In 2016, Zhu and Zhang[4] reported a large variation in the prevalence of GDM in different regions of the
world, including a higher prevalence in the Middle East and North Africa (12.9%),
Southeast Asia (11.7%) and regions of the Western Pacific (11.7%), and a lower prevalence
in Europe (5.8%). In Central and South America, the prevalence was of 11.2% (95% confidence
interval [95%CI]: 7.1–16.6); however, this figure was derived based on data from only
two countries: Brazil (5.7%) and Cuba, (16.6%). Brazil has few studies regarding this
issue,[5]
[6]
[7] the most relevant being that of Schmidt et al (2001),[5] which showed an estimated prevalence between 2.4% and 7.2%, depending on the criteria
used to diagnose GDM.
Transitional hyperglycemia during pregnancy complicated by GDM occurs primarily due
to the functional incapacity of maternal β-pancreatic cells to meet the insulin needs
for adequate fetal development; this insufficiency is accentuated starting in the
second gestational trimester.[8] This metabolic complication is associated with long-term perinatal and long-term
outcomes for the maternal-fetal pair,[9]
[10] such as excessive fetal growth and consequent complications during labor.[9] A history of GDM in pregnancy is associated with a higher risk of metabolic syndrome,
type-2 diabetes mellitus (DM2) and cardiovascular diseases in postchildbirth follow-ups.[10] Approximately 50% of women with GDM progress to DM2 after 10 years.[10]
Gestational diabetes mellitus can have a bigger impact on the health of the mother
and her offspring, and it is suggested that it plays a significant role in the global
diabetes epidemic. While its prevalence has increased in different populations throughout
the world in recent decades, individual reports of this global trend cannot be compared
because of the variety of methodological issues. Nonetheless, GDM is an important
public health problem today, and it affects the heterogeneous Brazilian population.

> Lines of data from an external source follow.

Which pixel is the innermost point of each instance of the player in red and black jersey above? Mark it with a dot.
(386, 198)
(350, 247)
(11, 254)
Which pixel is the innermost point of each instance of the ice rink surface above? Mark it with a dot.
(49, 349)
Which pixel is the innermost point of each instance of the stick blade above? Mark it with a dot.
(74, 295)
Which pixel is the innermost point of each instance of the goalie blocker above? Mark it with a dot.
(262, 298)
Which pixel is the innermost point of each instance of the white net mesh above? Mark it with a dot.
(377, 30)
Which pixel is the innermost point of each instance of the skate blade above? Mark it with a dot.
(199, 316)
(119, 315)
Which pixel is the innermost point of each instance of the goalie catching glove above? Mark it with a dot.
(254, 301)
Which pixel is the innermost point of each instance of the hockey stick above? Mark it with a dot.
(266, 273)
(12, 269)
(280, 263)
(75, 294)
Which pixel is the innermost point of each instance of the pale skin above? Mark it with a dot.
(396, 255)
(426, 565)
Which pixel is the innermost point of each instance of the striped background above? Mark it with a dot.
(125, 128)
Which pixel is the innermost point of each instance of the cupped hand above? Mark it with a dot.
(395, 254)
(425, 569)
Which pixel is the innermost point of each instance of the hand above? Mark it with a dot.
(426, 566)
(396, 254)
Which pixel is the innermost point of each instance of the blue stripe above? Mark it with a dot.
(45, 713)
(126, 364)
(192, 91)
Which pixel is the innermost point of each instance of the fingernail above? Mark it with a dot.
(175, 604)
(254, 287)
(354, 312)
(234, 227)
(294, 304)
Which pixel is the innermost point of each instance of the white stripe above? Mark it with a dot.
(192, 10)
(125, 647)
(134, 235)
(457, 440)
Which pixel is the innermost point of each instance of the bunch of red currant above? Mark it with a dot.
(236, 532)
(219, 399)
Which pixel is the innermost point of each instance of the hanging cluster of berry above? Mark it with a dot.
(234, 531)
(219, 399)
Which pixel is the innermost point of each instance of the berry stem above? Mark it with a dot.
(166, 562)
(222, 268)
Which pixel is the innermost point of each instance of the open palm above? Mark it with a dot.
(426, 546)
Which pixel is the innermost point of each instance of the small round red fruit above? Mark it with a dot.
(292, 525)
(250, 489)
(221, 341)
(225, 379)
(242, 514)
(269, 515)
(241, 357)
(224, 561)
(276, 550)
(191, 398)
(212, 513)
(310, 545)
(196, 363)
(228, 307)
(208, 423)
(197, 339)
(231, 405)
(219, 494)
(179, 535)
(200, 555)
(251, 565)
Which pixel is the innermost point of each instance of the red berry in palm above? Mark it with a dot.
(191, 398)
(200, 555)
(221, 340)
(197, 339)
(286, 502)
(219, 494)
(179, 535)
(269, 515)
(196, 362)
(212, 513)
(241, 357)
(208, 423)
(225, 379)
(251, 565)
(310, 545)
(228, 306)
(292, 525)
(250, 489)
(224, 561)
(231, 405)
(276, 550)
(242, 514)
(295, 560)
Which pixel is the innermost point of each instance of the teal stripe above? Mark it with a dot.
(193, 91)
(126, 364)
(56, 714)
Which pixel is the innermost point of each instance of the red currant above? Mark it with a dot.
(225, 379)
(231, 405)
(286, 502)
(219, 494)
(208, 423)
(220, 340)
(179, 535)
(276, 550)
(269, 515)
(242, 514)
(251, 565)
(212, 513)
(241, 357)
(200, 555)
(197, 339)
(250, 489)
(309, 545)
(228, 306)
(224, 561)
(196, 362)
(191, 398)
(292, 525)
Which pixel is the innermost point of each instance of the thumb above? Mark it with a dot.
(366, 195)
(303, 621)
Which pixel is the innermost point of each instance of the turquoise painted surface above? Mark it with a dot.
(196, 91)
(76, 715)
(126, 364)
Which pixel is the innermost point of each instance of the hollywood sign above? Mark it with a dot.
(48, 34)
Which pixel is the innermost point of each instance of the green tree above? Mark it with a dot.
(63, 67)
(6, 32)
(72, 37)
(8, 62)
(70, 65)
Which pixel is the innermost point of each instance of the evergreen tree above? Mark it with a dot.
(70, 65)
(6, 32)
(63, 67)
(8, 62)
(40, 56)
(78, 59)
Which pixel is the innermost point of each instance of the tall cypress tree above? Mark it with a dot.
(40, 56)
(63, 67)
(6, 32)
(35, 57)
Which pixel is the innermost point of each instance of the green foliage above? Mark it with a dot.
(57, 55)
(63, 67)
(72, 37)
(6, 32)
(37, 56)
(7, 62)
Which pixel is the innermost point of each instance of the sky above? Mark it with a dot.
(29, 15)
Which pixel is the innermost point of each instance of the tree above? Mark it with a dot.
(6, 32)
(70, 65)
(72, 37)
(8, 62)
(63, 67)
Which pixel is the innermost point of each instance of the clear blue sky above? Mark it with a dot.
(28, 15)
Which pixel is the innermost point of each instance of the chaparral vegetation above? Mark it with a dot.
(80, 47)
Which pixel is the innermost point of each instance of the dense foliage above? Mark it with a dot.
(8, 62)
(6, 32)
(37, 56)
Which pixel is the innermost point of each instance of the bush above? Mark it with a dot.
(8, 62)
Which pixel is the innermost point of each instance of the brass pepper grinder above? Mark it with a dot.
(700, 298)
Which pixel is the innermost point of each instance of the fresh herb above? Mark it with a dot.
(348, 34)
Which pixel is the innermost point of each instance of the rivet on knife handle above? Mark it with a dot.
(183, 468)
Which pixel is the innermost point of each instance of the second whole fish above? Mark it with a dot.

Considering the relevance of this topic, the present study was developed to estimate
the prevalence of GDM and evaluate the associated risk factors among the users of
the Brazilian Unified Health System in the city of Caxias do Sul, state of Rio Grande
do Sul.
Materials and Methods
A cross-sectional, retrospective, prevalence study was performed from January 1st
to December 31st, 2016, in a population of pregnant women who were users of the Unified
Health System (UHS) and attended prenatal follow-up visits at the 47 basic health
care units (BHCU) in the city of Caxias do Sul. The present study was approved and
supported by the Municipal Health Department and by the Research Ethics Committee
of Universidade de Caxias do Sul (number: 2,048,666).
A total of 3,411 medical records were searched for the selected period, which were
registered in the SisPreNatal-Datasus software of the Brazilian Ministry of Health
and filed in their respective health care units. The medical records that were not
found after numerous attempts throughout the entire period of data collection were
considered lost. All of the evaluated medical records were from pregnant women residing
in Caxias do Sul. Demographic, clinical, and laboratory data were collected and transferred
to a database designed for the study and handled exclusively by the researcher responsible
for it. The following variables were collected: mother's age (years); race/ethnicity
(Caucasian, of African descent and other); level of schooling (≤ 8 years and > 8 years);
family history of diabetes in first-degree relatives; obstetric history of GDM; previous
hypertensive syndrome, defined as hypertension, preeclampsia and eclampsia; previous
abortions; smoking during pregnancy; parity (1, 2 or ≥3); pregestational weight (kg)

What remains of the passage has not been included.